Giovanna, casualmente, si trova a dover ospitare a casa sua per qualche giorno un vecchietto, Davide, che “si è perso” nel vero senso della parola; non ricorda più chi è, non ricorda più la sua storia. Solo ogni tanto qualche “goccia di memoria” che, però, col passare del tempo, gli consente di riappropriarsi di quello che era e di tornare così nella sua dimora, dove vive solo con una badante. E il suo passato.
Ogni “goccia di memoria” bagna anche la testa di Giovanna che si trova a fare i conti con la propria vita di moglie e madre di due figli. Contemporaneamente la protagonista conosce Lorenzo, il ragazzo della finestra di fronte, quella finestra che la sera lei guardava prima di andare a dormire e al di là della quale proiettava tutti i suoi sogni. Quel ragazzo diventa Lorenzo, una persona reale, conosciuta nel pub dove lei era solita portare i dolci che preparava per arrotondare lo stipendio. Lorenzo, dal canto suo, da tempo osservava Giovanna e la seguiva.
Le circostanze portano la protagonista, ad un certo punto, a ritrovarsi proprio al di là della finestra che per mesi aveva guardato, nell’appartamento di Lorenzo. Giovanna guarda così da quella posizione la finestra del suo appartamento e rivede se stessa, sognante. Giovanna torna a casa, non tradisce il marito e lascia lì Lorenzo, quel ragazzo sconosciuto, ricettacolo dei suoi sogni.
L’anziano signore, intanto, è tornato nella sua casa, ma Giovanna va spesso a trovarlo. Lui, ex pasticcere, la accoglie volentieri e le insegna ciò che lei ha sempre amato fare: i dolci. Un giorno Davide la esorta: “Per me ormai è tardi, ma tu Giovanna, puoi fare ancora qualcosa per te.”
Un'altra goccia. Giovanna torna a casa, parla col marito, Filippo, col quale ormai da tempo il rapporto è logoro. Lo informa che vuole cambiare lavoro, vuole trovare impiego in una pasticceria. Riscopre il suo rapporto con i due figli, si sente di nuovo mamma, e prepara dolci anche per loro.

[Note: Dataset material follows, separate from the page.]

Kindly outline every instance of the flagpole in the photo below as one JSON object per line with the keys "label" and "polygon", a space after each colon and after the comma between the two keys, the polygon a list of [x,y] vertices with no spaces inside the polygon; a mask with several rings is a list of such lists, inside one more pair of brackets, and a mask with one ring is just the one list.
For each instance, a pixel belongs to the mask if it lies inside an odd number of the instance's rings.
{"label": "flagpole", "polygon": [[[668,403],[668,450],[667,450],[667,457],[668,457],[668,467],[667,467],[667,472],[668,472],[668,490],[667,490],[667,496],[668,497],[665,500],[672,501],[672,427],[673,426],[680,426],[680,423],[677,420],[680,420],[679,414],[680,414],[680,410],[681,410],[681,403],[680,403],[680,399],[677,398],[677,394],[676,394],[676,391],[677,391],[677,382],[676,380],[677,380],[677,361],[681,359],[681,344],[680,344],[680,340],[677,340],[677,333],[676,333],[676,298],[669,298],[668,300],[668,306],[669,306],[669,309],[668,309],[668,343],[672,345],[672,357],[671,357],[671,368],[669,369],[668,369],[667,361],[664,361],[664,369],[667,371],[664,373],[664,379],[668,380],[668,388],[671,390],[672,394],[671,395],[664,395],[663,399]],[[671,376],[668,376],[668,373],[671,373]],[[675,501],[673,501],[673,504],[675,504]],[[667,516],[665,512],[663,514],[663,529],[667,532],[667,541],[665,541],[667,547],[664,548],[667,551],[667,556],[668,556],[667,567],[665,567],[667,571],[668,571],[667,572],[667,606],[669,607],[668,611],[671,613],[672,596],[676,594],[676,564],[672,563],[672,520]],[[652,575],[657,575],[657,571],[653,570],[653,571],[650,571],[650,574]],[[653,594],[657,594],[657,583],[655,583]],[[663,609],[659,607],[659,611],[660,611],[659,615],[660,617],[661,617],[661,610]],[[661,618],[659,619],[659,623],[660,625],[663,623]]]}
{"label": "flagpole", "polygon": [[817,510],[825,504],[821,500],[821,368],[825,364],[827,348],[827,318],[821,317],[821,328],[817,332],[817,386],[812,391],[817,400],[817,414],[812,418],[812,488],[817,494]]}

Lorenzo intanto si trasferisce ad Ischia per lavoro e l’appartamento della finestra di fronte viene occupato da nuovi inquilini. A Giovanna capita ancora di guardare quella finestra, ma ciò che vede è solo una nuova famiglia che è venuta ad abitare vicino a lei.
Quando i miei sogni non sono più al di là del muro, quando entrano nel mio spazio vitale, a volte mi sento delusa. Quando i sogni devono patteggiare con la realtà, non sono più così puri, aulici, perfetti. Ma quando riesco a superare la delusione di non aver realizzato perfettamente il mio sogno ideale, mi accorgo, a volte, che l’impasto che si è venuto a creare non è sterile, lontano. Si tratta di un impasto fecondo, che mi appartiene, che porta una crescita, un cambiamento, non solo a me ma anche alla realtà che mi circonda.
Superata la delusione, la cosa più sorprendente è per me scoprire come i miei sogni perfetti, al di là della finestra di fronte, non siano mai stati in grado di rappresentare quello che, da questo impasto con la realtà che mi circonda, è nato.
Davide è ormai morto e Giovanna si trova a passeggiare in un parco.
Riporto il monologo conclusivo:
“Mio caro Davide, ieri al lavoro per la prima volta mi hanno chiesto di fare un dolce da sola. Indovina un po’ quale ho scelto? Il pasticcere non ha fatto commenti, però lo ha aggiunto alla lista di quelli da preparare per la domenica. Buon segno.
Filippo è riuscito a farsi cambiare di turno; sembrava avesse vinto alla lotteria. Del resto non posso chiedergli di più.
Sai, quando penso a Lorenzo ho paura di averlo già dimenticato, di non ricordare più la sua voce. Cosa starà facendo in questo momento, a chi starà sorridendo?
Ho ancora bisogno di una tua parola, Davide, di un tuo sguardo, di un tuo gesto. Sento i tuoi gesti nei miei, ti riconosco nelle mie parole. Tutti quelli che se ne vanno ti lasciano sempre addosso un po’ di sé. E’ questo il segreto della memoria. Se è così, allora, mi sento più sicura, perché so che non sarò mai sola.”